Virulence. En attendant, ses mesures de grâce – qualifiées hier de «positives» par Amnesty International – continuent à être attaquées par la presse privée. Celle-ci dénonce «la libération des assassins» avec une virulence qui tranche avec le ton employé lundi soir par Abdelaziz Bouteflika dans le discours prononcé à l’occasion du 37e anniversaire de l’indépendance. «Je crois, a-t-il dit, que nous n’avons pas besoin de vainqueur et de vaincu car toute goutte de sang qui coule chaque jour en Algérie de l’une ou l’autre partie est algérienne […] Je souhaite que chaque citoyen comprenne une fois pour toutes que la collectivité nationale n’incrimine pas un enfant de 5 ou 10 ans dont le père a dévié du droit chemin.»

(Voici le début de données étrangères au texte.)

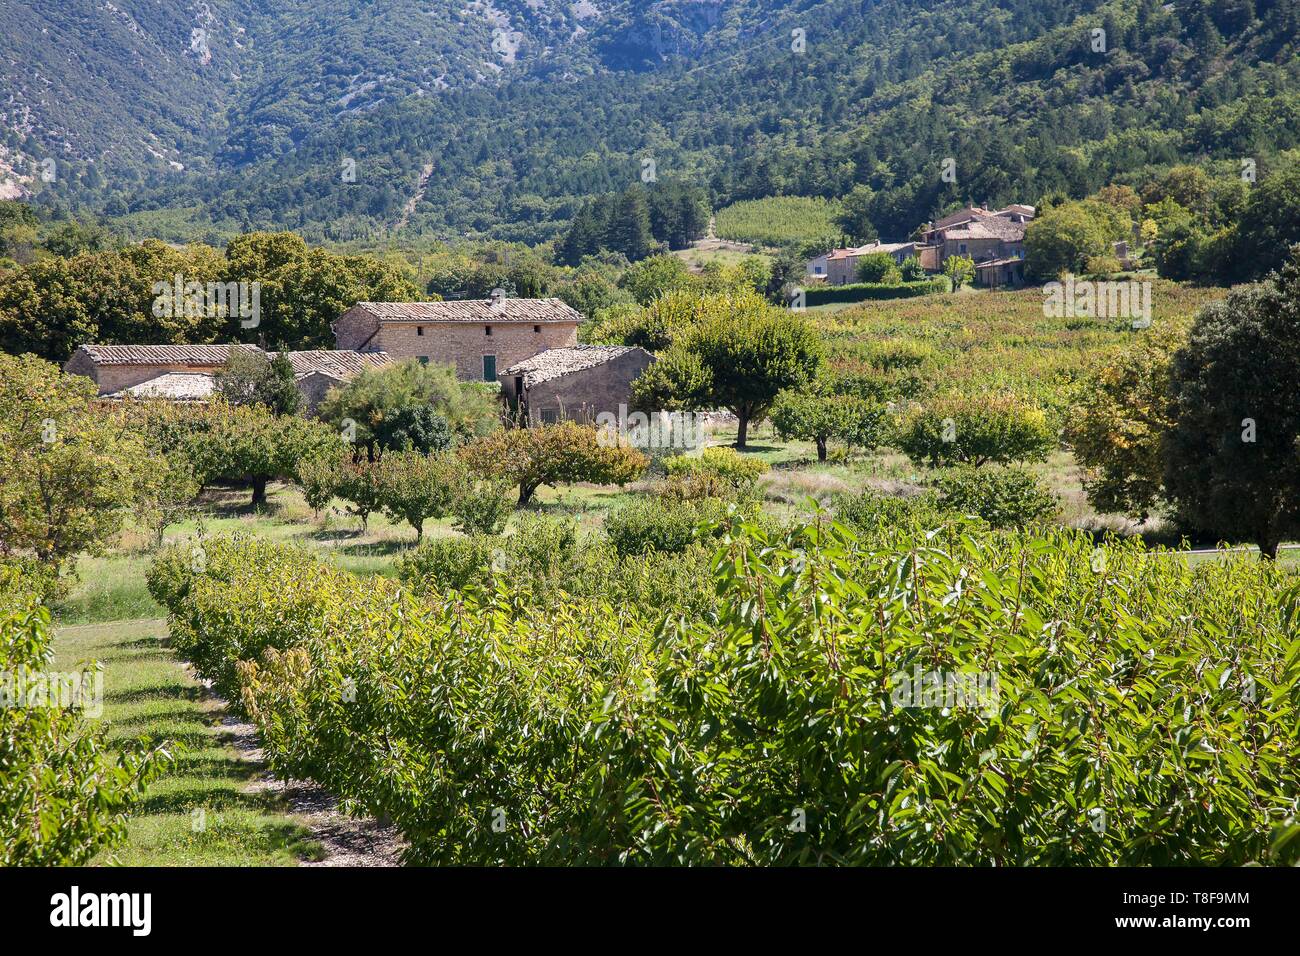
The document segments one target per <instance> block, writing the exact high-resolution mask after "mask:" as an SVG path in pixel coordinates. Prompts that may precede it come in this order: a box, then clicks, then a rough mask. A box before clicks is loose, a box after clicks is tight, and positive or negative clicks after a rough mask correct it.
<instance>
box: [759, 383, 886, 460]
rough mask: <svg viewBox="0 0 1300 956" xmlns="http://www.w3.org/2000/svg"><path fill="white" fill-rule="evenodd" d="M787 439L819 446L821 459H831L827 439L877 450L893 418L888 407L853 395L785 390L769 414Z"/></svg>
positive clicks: (776, 402) (772, 406) (851, 446)
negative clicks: (769, 413) (870, 401)
mask: <svg viewBox="0 0 1300 956" xmlns="http://www.w3.org/2000/svg"><path fill="white" fill-rule="evenodd" d="M768 418H770V419H771V421H772V424H774V425H775V427H776V431H777V433H779V434H780V436H781V437H783V438H802V440H805V441H811V442H813V444H814V445H815V446H816V457H818V460H819V462H824V460H826V458H827V442H829V441H831V440H832V438H835V440H837V441H842V442H844V444H845V450H848V447H852V446H853V445H858V446H861V447H863V449H868V450H870V449H874V447H876V446H878V445H881V444H883V442H884V438H885V436H887V433H888V425H889V419H888V414H887V412H885V408H884V407H883V406H880V405H872V403H871V402H866V401H863V399H861V398H855V397H853V395H837V394H831V393H829V392H827V393H826V394H818V393H814V392H783V393H781V394H780V395H777V397H776V403H775V405H772V411H771V412H770V414H768Z"/></svg>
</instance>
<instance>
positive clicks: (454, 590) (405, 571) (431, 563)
mask: <svg viewBox="0 0 1300 956" xmlns="http://www.w3.org/2000/svg"><path fill="white" fill-rule="evenodd" d="M503 545H504V542H503V541H502V538H500V536H498V535H467V536H465V537H438V538H433V540H432V541H425V542H424V544H422V545H420V548H417V549H416V550H413V551H408V553H407V554H403V555H402V557H400V558H399V559H398V566H396V567H398V578H399V579H400V580H402V581H403V583H404V584H407V585H409V587H412V588H413V589H415V591H416V593H421V594H426V593H439V592H447V591H465V589H467V588H482V587H487V585H489V584H490V583H491V579H493V561H494V559H495V561H497V563H498V564H502V566H503V555H504V554H506V550H504V548H503ZM503 570H504V568H503Z"/></svg>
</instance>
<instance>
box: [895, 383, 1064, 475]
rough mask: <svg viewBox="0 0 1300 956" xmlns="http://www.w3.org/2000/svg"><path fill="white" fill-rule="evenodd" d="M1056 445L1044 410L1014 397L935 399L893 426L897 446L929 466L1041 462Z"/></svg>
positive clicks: (906, 412) (958, 397)
mask: <svg viewBox="0 0 1300 956" xmlns="http://www.w3.org/2000/svg"><path fill="white" fill-rule="evenodd" d="M1056 446H1057V436H1056V433H1054V432H1053V431H1052V428H1050V427H1049V424H1048V420H1047V416H1045V415H1044V414H1043V411H1041V410H1040V408H1037V407H1035V406H1032V405H1028V403H1026V402H1023V401H1021V399H1019V398H1017V397H1014V395H993V394H991V395H950V397H940V398H936V399H933V401H932V402H930V403H928V405H926V406H924V407H917V408H913V410H911V411H907V412H905V414H904V416H902V420H901V421H900V427H898V447H901V449H902V450H904V453H905V454H906V455H907V457H909V458H911V459H913V460H914V462H924V463H927V464H931V466H939V464H971V466H975V467H979V466H982V464H985V463H989V462H997V463H1006V462H1041V460H1044V459H1045V458H1047V457H1048V453H1050V451H1052V450H1053V449H1054V447H1056Z"/></svg>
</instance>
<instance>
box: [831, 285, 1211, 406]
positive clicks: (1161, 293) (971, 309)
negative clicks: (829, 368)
mask: <svg viewBox="0 0 1300 956" xmlns="http://www.w3.org/2000/svg"><path fill="white" fill-rule="evenodd" d="M1223 295H1225V291H1223V290H1222V289H1203V287H1196V286H1190V285H1179V284H1175V282H1169V281H1164V280H1160V281H1157V282H1156V284H1154V286H1153V290H1152V326H1153V328H1160V326H1162V325H1166V324H1169V325H1186V324H1187V323H1190V320H1191V319H1192V316H1193V315H1195V313H1196V310H1199V308H1200V307H1201V306H1204V304H1206V303H1208V302H1213V300H1216V299H1221V298H1223ZM1043 298H1044V297H1043V291H1041V289H1036V287H1031V289H1021V290H1017V291H991V290H963V291H961V293H952V294H948V295H923V297H919V298H915V299H889V300H884V302H870V303H862V304H855V306H853V307H850V308H842V310H836V311H833V312H827V311H811V310H810V312H813V321H814V324H815V325H816V328H818V329H819V330H820V332H822V334H823V337H824V339H826V342H827V351H828V355H829V358H831V362H832V364H835V365H836V367H839V368H842V369H859V368H879V367H880V365H881V363H883V362H888V360H891V356H892V355H896V354H897V351H898V350H900V349H906V350H909V351H910V352H911V355H913V356H914V359H915V360H917V363H918V364H917V367H915V373H917V375H918V376H919V377H920V378H922V381H923V382H924V385H926V386H927V389H931V390H948V389H952V390H956V392H965V393H972V392H980V390H988V389H1008V390H1013V392H1018V393H1021V394H1024V395H1027V397H1030V398H1034V399H1035V401H1037V402H1039V403H1040V405H1041V406H1043V407H1044V408H1045V410H1047V411H1049V412H1054V414H1056V415H1058V416H1061V415H1063V414H1065V410H1066V407H1067V406H1069V405H1070V402H1071V399H1073V397H1074V388H1075V385H1076V384H1078V381H1079V380H1080V377H1082V376H1083V375H1084V373H1086V372H1087V371H1088V369H1089V368H1091V367H1093V365H1095V364H1097V363H1100V362H1104V360H1105V359H1106V358H1108V356H1112V355H1114V354H1115V352H1118V350H1121V349H1123V347H1125V345H1126V343H1130V342H1132V341H1134V337H1135V336H1141V334H1145V333H1143V332H1135V330H1134V329H1132V325H1131V320H1128V319H1086V317H1060V319H1058V317H1050V316H1045V315H1044V310H1043Z"/></svg>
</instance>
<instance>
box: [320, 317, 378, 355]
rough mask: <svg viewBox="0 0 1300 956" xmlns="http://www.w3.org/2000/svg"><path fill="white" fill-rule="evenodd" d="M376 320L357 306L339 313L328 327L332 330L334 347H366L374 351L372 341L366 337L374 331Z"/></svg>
mask: <svg viewBox="0 0 1300 956" xmlns="http://www.w3.org/2000/svg"><path fill="white" fill-rule="evenodd" d="M377 325H378V320H377V319H376V317H374V316H373V315H370V313H369V312H367V311H365V310H364V308H360V307H359V306H352V308H350V310H347V311H346V312H344V313H343V315H341V316H339V317H338V319H337V320H335V321H334V324H333V325H330V329H333V332H334V347H335V349H363V347H364V349H367V350H368V351H374V343H373V342H367V339H368V338H369V337H370V336H372V334H373V333H374V329H376V326H377Z"/></svg>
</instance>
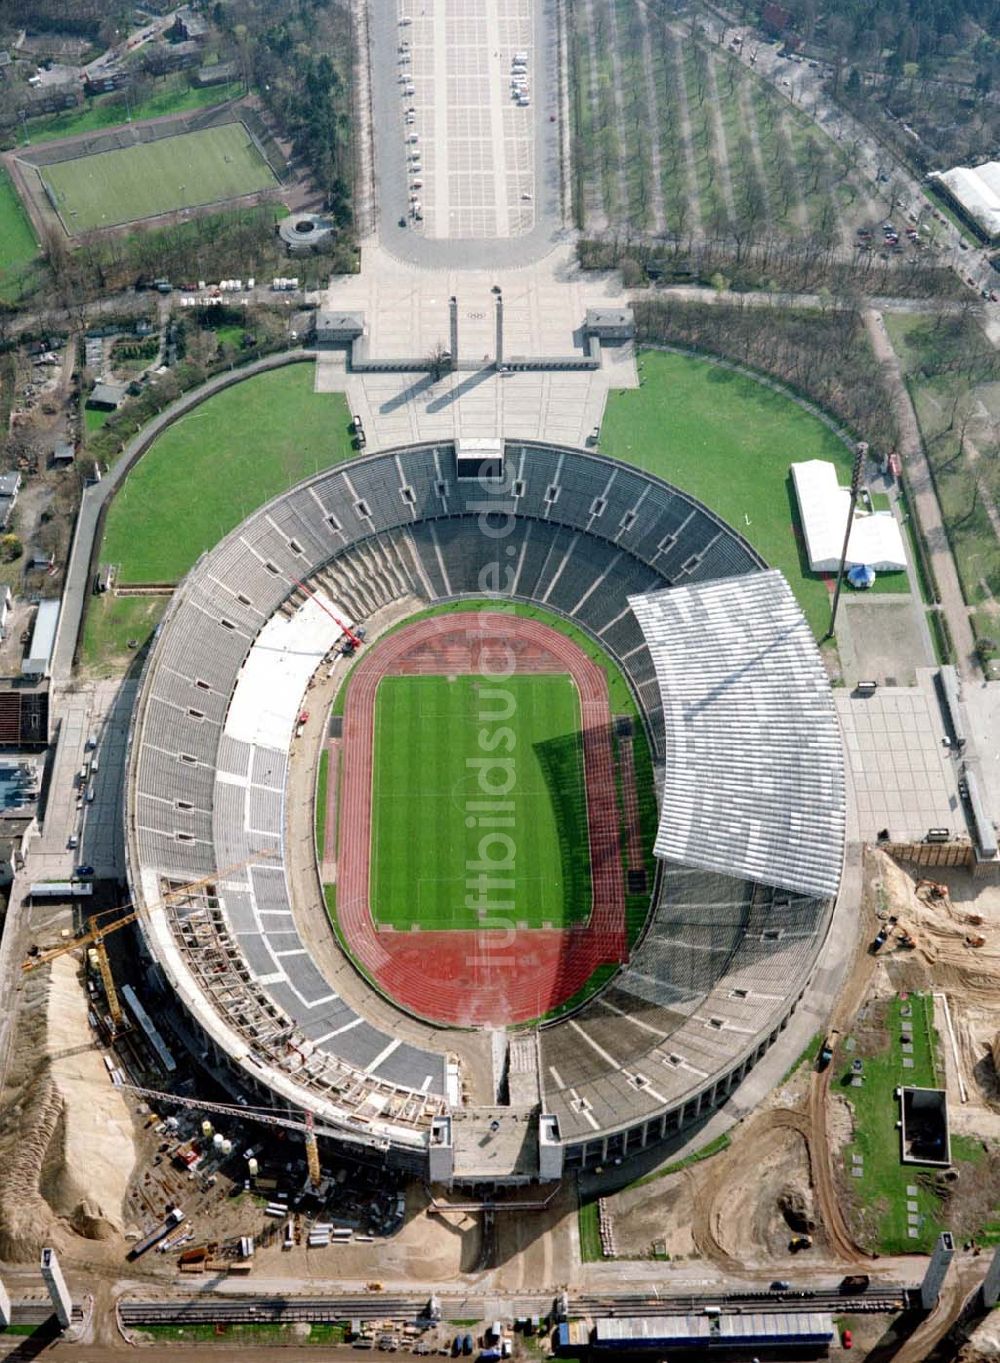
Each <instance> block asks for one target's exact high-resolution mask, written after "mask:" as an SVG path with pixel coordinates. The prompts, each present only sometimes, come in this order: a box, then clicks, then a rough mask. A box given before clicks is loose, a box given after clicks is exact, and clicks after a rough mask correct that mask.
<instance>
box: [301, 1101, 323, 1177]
mask: <svg viewBox="0 0 1000 1363" xmlns="http://www.w3.org/2000/svg"><path fill="white" fill-rule="evenodd" d="M305 1163H307V1167H308V1169H309V1183H312V1186H313V1187H315V1189H317V1187H319V1186H320V1182H322V1179H323V1172H322V1169H320V1167H319V1145H317V1144H316V1126H315V1122H313V1119H312V1112H307V1114H305Z"/></svg>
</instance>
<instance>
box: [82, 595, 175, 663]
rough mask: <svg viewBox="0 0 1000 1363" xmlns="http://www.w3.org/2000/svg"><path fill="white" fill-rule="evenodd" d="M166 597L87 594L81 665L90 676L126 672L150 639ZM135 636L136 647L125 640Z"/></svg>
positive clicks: (83, 625)
mask: <svg viewBox="0 0 1000 1363" xmlns="http://www.w3.org/2000/svg"><path fill="white" fill-rule="evenodd" d="M169 600H170V598H169V597H116V596H114V594H113V593H105V596H99V597H95V596H91V597H87V617H86V620H84V623H83V642H82V645H80V664H82V665H83V667H84V668H86V669H87V671H89V672H90V673H91V676H101V677H112V676H120V675H121V673H123V672H125V671H128V668H129V665H131V664H132V662H134V661H135V658H136V656H138V654H139V653H140V652H142V649H143V647H144V645H146V643H147V642H149V639H150V637H151V634H153V631H154V630H155V627H157V626H158V624H159V620H161V617H162V615H163V611H165V609H166V605H168V601H169ZM129 639H136V641H138V645H136V647H135V649H129V646H128V641H129Z"/></svg>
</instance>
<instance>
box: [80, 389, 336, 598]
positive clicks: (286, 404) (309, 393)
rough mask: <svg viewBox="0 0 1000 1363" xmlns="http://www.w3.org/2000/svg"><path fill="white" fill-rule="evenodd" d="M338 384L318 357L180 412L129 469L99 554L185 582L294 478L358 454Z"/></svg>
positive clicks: (149, 575) (164, 580) (146, 571)
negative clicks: (194, 562) (199, 564)
mask: <svg viewBox="0 0 1000 1363" xmlns="http://www.w3.org/2000/svg"><path fill="white" fill-rule="evenodd" d="M349 423H350V413H349V410H347V403H346V401H345V398H343V395H342V394H339V393H332V394H327V393H320V394H316V393H313V365H311V364H292V365H287V367H285V368H282V369H274V371H271V372H270V373H257V375H253V376H252V378H249V379H247V380H244V382H243V383H237V384H236V386H234V387H232V388H226V390H225V391H223V393H218V394H215V395H214V397H211V398H207V399H206V401H204V402H203V403H202V405H200V406H198V408H195V409H193V412H189V413H188V414H187V416H184V417H181V418H180V421H176V423H174V424H173V425H172V427H169V429H166V431H163V433H162V435H161V436H159V438H158V439H157V440H155V442H154V444H153V446H151V447H150V448H149V450H147V453H146V454H144V455H143V457H142V459H139V462H138V463H136V466H135V468H134V469H132V470H131V473H129V474H128V477H127V478H125V481H124V484H123V487H121V488H120V489H119V492H117V493H116V496H114V500H113V502H112V506H110V508H109V512H108V523H106V529H105V540H104V545H102V548H101V559H102V560H105V562H109V563H117V564H119V566H120V578H119V581H121V582H177V581H178V579H180V578H183V577H184V574H185V572H187V571H188V568H189V567H191V564H192V563H193V562H195V559H198V556H199V555H200V553H202V552H203V551H204V549H210V548H211V547H213V545H214V544H217V541H218V540H219V538H221V537H222V536H223V534H225V533H226V532H229V530H232V529H233V526H236V525H238V523H240V521H243V519H244V517H247V515H249V512H251V511H253V510H255V508H256V507H259V506H260V504H262V503H263V502H267V500H268V499H270V497H272V496H275V495H277V493H279V492H283V491H285V489H286V488H289V487H290V485H292V484H293V483H297V481H298V480H300V478H304V477H307V474H309V473H315V472H317V470H319V469H326V468H328V466H330V465H332V463H339V462H341V461H342V459H347V458H350V455H351V453H353V451H351V444H350V433H349V429H347V427H349Z"/></svg>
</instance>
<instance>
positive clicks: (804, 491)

Embuscade. Ce début de dynamique va-t-il relancer les violences comme on l’a vu, par le passé, chaque fois qu’une amorce de règlement de la crise semblait se dessiner? Six militaires ont en tout cas été abattus et deux autres blessés dimanche – le jour même où Bouteflika annonçait ses mesures de grâce – dans une embuscade près du village d’El Aouna, dans la région de Jijell, à 240 km à l’est d’Alger. Attribuée par la presse aux GIA, cette attaque marque une coïncidence troublante: Jijell est l’une des trois zones où sont cantonnés les «combattants» de l’AIS, le bras armé du FIS, dont l’adieu aux armes «définitif» a entraîné les récentes mesures de clémence. On ne pouvait mieux minimiser l’impact de la trêve de l’AIS et compliquer les initiatives du chef de l’Etat.